Dzień Matki dziś – skąd się wziął?
Święto Matki jakie znamy i obchodzimy dziś, ma swoje początki w kulturze angielskiej i amerykańskiej. Jakże by inaczej. Powstało ono z inicjatywy ruchów kobiet pod koniec XIX wieku. Takich ruchów zaczęło wówczas powstawać coraz więcej, a ich celem było m.in. zwiększenie praw kobiet czy polepszenie możliwości edukacyjnych.

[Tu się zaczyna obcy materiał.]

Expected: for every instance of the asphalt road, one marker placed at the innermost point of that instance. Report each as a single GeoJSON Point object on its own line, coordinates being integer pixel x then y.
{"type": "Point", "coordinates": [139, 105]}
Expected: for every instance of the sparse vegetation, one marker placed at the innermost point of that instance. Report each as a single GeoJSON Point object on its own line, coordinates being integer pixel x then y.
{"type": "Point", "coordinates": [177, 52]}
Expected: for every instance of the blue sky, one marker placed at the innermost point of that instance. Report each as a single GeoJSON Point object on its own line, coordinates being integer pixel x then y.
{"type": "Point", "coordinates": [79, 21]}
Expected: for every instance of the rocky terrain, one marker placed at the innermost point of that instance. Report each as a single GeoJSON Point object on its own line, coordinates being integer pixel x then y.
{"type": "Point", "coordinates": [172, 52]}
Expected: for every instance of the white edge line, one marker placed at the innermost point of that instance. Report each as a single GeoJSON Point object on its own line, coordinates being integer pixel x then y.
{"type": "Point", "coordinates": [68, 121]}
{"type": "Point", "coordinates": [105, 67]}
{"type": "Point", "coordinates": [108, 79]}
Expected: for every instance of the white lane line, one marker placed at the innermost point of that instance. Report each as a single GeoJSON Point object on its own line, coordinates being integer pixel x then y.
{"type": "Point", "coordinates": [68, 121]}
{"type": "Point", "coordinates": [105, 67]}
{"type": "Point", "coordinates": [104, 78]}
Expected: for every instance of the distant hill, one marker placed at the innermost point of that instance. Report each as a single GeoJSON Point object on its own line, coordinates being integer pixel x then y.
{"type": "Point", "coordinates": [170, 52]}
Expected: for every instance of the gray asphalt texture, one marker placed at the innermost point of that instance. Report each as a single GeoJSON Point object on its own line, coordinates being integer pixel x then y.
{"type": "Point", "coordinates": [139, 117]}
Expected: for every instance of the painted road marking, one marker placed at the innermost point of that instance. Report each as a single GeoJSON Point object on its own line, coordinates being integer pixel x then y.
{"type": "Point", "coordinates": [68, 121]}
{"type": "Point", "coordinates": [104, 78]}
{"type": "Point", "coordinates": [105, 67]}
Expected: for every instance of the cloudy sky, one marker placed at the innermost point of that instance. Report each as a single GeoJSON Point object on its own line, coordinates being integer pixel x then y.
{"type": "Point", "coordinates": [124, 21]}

Jednak za założycielkę dzisiejszego Dnia Matki uważa się metodystkę Annę Marie Jarvis, córkę Ann Marii Reeves Jarvis. Zorganizowała spotkanie z okazji Dnia Matki w Grafton (Zachodnia Wirginia, USA) 12 maja 1907 r., w niedzielę po drugiej rocznicy śmierci matki (Strübin, 1956). W następnym roku, za jej namową, w drugą niedzielę maja w kościele metodystów w Grafton ponownie zorganizowano nabożeństwo poświęcone wszystkim matkom. Mocno walczyła o wprowadzenie świta w całych Stanach i właściwie na początku XX wieku udało jej się to, czego potem dość szybko pożałowała, bo święto stało się świętem bardzo komercyjnym, a przecież nie o to jej chodziło.
Dzień Matki w Europie
Później powstały ruchy, których celem było rozpowszechnienie inicjatywy na całym globie, i w sumie dość szybko im się udało. Pierwsze były kraje skandynawskie, Niemcy oraz Austria. W Polsce pierwsze wzmianki na temat Dnia Matki pojawiły się w czasach przedwojennej Polski, jadnak nie obchodzono go jeszcze w ten sam dzień co teraz. Właściwie nie było konkretnego terminu i było to święto ruchome. Dopiero po II Wojnie Światowej ustalono konkretną datę.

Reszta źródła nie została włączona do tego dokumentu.